The journey from depression to hope

journey depression to hope
journey depression to hope

The founder of positive psychology, Martin Seligman, one of the best-known and most influential psychologists in the world, was not always happy. In fact, coming out from a difficult youth (discrimination as a child of Jewish refugees and poverty problems), he was rather grumpy, pessimistic and cynical. He made his first major scientific discovery, that of learned helplessness, as a depressive junior professor. Yet, this man went to become the most prominent researcher on happiness and optimism, founded the legacy of positivity and became himself a living example of the same. Is the journey from depression to hope possible, and if yes, how?

When Martin Seligman first encountered psychology in the 1960s, the field was devoted to treating mental health issues, trying to understand how past trauma creates present symptoms. Hard working and brilliant academic, the first fame that Martin Seligman had achieved had nothing to do with positivity – he discovered the so-called learned helplessness phenomenon. Experimenting with dogs, he found that animals learn helplessness, when they are repeatedly exposed to painful stimuli which they cannot influence by their behaviour. If subsequently they are presented with painful stimuli that they can avoid, animals that have learned helplessness make no effort to escape them. They have learned that nothing they do matters, and so there is no point in trying. Notwithstanding the fact that there are substantial differences between depression in humans and animals, this finding helped explained the emergence of depression in human beings.

Driven by desire to help remedy acquired helplessness, Seligman experimented with possible solutions, arriving eventually to what he called “learned optimism”. He demonstrated that little by little, starting with the easier tasks and gradually progressing to harder ones, it is possible to learn to be more optimistic, increase one’s efficacy and come out of depressive tendencies.

The first most basic technique that derives from his work is as follows:

  1. Recognize the worst things you’re saying to yourself
  2. Treat them as if they were being said by someone else
  3. Argue logically against that external person and the negative thoughts

In parallel, little by little, the very work of Martin Seligman moved from understanding of depression to prevention of depression and development of resilience. When in 1998, he was elected to be the president of the American Psychological Association (the highest post for a psychologist), he had a personal experience that served as epiphany.
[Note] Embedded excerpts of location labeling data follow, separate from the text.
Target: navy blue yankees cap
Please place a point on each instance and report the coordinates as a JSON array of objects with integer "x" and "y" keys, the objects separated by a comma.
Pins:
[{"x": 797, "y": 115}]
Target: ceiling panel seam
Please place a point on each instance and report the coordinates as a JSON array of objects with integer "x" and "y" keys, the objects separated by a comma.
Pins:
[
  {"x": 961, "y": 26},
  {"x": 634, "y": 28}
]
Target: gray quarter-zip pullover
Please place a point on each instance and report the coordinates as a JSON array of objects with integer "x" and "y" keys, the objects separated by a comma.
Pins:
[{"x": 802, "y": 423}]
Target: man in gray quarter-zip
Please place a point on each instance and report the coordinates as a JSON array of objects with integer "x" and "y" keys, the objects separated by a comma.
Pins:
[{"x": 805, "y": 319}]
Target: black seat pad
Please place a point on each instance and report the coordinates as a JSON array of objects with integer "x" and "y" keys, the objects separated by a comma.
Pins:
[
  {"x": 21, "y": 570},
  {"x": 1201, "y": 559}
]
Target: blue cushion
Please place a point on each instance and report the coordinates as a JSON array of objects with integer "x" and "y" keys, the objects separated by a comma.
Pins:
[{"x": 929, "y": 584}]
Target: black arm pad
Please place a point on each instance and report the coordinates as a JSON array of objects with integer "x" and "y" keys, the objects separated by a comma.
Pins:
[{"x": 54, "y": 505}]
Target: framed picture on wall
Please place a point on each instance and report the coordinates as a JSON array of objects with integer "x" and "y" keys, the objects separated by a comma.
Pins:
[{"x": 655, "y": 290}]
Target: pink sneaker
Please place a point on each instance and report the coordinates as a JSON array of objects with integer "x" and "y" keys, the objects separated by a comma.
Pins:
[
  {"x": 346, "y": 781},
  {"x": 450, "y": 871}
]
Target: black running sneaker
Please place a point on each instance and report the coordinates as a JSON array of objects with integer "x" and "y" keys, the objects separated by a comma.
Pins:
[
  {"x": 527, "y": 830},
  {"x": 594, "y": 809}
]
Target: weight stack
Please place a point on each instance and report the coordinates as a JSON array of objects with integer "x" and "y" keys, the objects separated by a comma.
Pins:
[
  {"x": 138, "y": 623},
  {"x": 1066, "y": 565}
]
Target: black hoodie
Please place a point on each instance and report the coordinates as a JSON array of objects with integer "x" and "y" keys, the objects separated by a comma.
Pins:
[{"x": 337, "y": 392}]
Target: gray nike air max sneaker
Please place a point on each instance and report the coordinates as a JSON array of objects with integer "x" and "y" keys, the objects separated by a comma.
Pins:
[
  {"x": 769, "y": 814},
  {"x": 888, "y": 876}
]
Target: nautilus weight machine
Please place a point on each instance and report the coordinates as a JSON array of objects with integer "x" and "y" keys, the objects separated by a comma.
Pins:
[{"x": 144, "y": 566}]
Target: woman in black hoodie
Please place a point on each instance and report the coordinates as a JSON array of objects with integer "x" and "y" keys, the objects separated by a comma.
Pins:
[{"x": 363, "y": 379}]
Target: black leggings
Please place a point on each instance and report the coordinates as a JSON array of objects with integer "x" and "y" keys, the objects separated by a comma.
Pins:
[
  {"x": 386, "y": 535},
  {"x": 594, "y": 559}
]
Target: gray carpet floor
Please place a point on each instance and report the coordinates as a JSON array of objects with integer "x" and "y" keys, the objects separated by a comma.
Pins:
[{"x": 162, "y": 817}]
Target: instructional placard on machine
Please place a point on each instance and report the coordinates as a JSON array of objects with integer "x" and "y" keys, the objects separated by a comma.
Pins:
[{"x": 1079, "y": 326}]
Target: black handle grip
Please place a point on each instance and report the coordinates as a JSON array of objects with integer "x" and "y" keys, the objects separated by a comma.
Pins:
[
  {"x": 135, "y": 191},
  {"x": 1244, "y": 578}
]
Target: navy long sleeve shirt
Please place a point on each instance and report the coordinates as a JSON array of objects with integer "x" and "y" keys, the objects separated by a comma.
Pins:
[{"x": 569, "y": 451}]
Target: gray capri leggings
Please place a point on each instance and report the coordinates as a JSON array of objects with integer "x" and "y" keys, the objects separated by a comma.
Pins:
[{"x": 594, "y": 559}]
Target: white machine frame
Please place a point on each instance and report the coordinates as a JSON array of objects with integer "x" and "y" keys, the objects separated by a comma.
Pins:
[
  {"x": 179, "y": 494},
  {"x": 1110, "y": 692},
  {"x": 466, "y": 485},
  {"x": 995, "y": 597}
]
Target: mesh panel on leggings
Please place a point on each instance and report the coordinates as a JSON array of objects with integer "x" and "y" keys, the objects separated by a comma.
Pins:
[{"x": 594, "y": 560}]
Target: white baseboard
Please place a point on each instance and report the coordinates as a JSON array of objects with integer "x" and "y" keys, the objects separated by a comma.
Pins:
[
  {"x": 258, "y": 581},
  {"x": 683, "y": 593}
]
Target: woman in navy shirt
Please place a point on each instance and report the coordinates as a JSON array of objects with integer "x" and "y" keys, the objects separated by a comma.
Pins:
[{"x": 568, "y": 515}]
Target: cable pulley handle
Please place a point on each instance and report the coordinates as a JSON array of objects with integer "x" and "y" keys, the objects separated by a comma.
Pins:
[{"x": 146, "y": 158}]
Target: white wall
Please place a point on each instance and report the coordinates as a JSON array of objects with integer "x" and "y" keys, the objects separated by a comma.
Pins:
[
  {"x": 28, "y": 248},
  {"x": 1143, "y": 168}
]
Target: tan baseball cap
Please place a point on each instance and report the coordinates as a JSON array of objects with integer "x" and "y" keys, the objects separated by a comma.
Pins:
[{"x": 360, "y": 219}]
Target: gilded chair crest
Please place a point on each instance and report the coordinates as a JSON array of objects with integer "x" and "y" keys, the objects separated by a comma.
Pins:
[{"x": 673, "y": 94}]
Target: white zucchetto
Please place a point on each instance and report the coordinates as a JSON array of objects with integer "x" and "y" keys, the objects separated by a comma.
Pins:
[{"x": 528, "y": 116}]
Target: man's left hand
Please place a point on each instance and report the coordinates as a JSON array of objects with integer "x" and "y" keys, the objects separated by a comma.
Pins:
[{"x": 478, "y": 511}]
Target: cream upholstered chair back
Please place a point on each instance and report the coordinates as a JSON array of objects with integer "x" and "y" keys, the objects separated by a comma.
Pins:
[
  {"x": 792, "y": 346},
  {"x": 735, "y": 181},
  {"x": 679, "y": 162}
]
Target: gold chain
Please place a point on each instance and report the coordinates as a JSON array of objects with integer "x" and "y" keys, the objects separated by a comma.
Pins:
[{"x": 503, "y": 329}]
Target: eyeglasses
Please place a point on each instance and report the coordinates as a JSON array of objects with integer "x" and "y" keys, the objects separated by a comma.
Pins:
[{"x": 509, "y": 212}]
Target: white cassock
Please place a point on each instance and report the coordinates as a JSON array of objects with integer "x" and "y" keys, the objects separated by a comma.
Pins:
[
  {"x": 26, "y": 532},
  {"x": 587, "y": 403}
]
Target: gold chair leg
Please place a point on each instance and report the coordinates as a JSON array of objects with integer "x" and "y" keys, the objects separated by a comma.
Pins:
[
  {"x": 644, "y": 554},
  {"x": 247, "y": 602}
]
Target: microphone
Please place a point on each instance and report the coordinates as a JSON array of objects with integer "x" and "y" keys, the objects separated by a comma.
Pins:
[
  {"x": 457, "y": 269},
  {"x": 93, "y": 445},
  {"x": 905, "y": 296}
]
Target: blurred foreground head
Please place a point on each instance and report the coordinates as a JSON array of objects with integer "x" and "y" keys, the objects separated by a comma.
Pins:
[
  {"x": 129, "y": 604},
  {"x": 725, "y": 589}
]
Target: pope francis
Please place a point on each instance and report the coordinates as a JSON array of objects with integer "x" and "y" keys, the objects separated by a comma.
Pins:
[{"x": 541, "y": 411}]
One day in the garden his young daughter remarked, “Daddy, do you remember before my fifth birthday I was a whiner… Well, on my birthday, I decided that I was going to stop whining, and that was the hardest thing I’ve ever done. And if I can stop whining, you can stop being such a grouch.” Marty decided “If Nikki could change, so could I. I decided to change.”

And so he did. This change was both personal and professional. Seligman launched the idea of “positive psychology” – the science of what makes the life worth living.  Positive psychology became successful not only in terms of its popular appeal, but incredibly generative of research; the numbers of academic papers on the subject increased exponentially from the turn of the Millennium until now. And testing the fruits of positive psychology on himself (physical exercise, noticing the good things in life, expressing gratitude to others, for more see Boniwell (2017). Actions Positives, Positran), Martin Seligman became less grumpy indeed.

Perhaps the best-known positive psychology action is the “Three good things”. Every night, before going to bed, we write down three events that went well during the day, and why. Research shows that doing this for simply one week increases well-being and decreases depressive symptoms for up to six months.

But his journey did not stop there. After applying positive psychology to coaching, health, education and business, developing resilience programmes and inspiring millions of people, Seligman’s current work is about prospection, or mental representation and evaluation of possible future events. Whilst a lot of psychology spends a lot of time analysing human past, he realised that people are fundamentally, naturally drawn into the future. Left to our own devices, we plan, predict, make hypothetical scenarios, daydream and get attracted to what is to come. We will form a better picture about the state of someone’s mental health by asking what they think of the future than of the past, says Seligman, and therapy that focuses exclusively on historical traumas, rather than better futures, is likely to fail.

Interesting supporting evidence for that comes from neuroscience. Experimental control subjects in fMRI studies are often told to lie in the scanner and think of nothing in particular. Of course, they do not do this, but instead think and plan and strategise about their future. So much so that their brain patterns are indistinguishable from those of people who’ve been explicitly instructed to consciously imagine future events.

Almost fifty years after discovering that helplessness can be learnt, Seligman realised that the antidote of that is hope — the projection into the future and perception that one can control and harness the unpredictability in one’s environment. Past his mid-seventies, he talks of himself nowadays as a man full of hope, a lived example of learning from his own discoveries.

When you step into something new, ask yourself some hope questions:

What do you hope for?
How can you formulate it as a precise objective?
What attracts you in this future?
What lessons from the past would enable you to move towards a better future?